How Lactose-Free Foods Are Made

Every carton of lactose-free milk on grocery store shelves was made using lactase. Manufacturers add the enzyme directly to regular milk and give it time to break down the lactose before packaging. The result is milk that tastes slightly sweeter, because glucose and galactose are each sweeter than lactose, but is otherwise nutritionally identical. The same process applies to lactose-free yogurt, ice cream, and cream cheese.

Most production uses “free” enzyme, meaning lactase dissolved directly into the milk. Some newer methods immobilize the enzyme inside a gel-like material so it can be reused across multiple batches, lowering costs. This approach also opens the door to controlled-release capsules, where the enzyme gradually releases inside the digestive tract rather than all at once.

The lactase used in both supplements and food manufacturing comes from microbial sources. The FDA recognizes enzyme preparations derived from the yeast Kluyveromyces lactis and from mold species like Aspergillus oryzae as safe for food use. These organisms are grown in controlled fermentation and the enzyme is extracted and purified before being added to products.

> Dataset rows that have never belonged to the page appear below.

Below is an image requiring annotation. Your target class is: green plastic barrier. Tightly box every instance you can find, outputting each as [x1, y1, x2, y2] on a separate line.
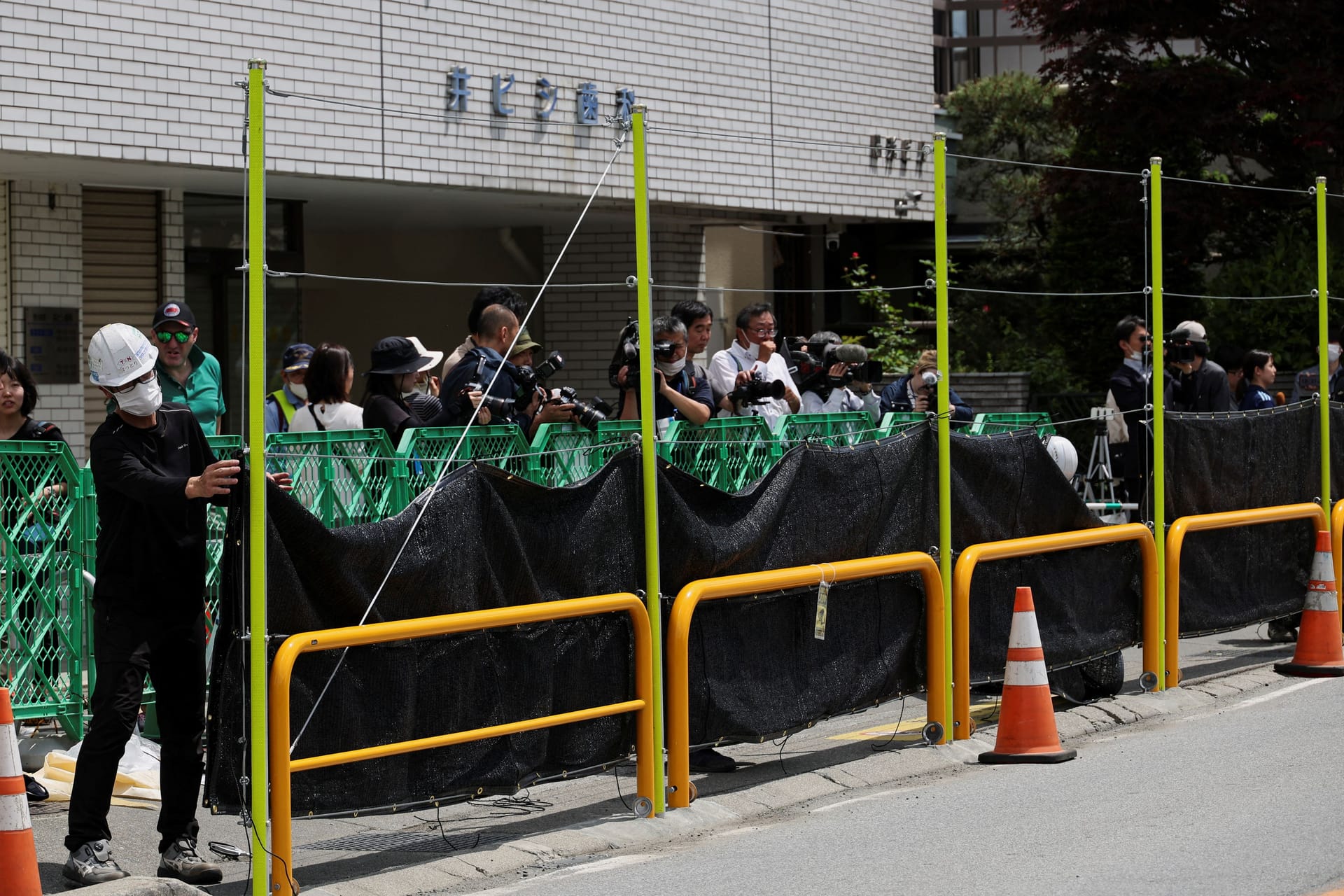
[529, 421, 640, 488]
[966, 411, 1055, 437]
[659, 416, 782, 491]
[774, 411, 878, 454]
[396, 424, 532, 498]
[266, 430, 409, 528]
[878, 411, 929, 440]
[0, 440, 92, 738]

Safety and Rare Allergic Reactions

Lactase supplements have an excellent safety profile for the vast majority of people. They’ve been sold over the counter for decades and are not known to cause common side effects. However, because many commercial preparations are derived from Aspergillus mold, there is a small risk of allergic reactions in sensitized individuals.

Case reports describe reactions ranging from mouth and throat swelling to, in one documented case, full anaphylaxis with throat constriction and difficulty breathing after a first dose of a lactase tablet. Occupational exposure to lactase powder in pharmaceutical manufacturing has also been linked to asthma, nasal symptoms, and contact skin reactions in workers. These events are rare, but if you have a known mold allergy or experience any swelling or breathing difficulty after taking a lactase supplement, stop using it and seek medical attention. Some people with mold sensitivities may tolerate yeast-derived lactase preparations better, since the source organism is different.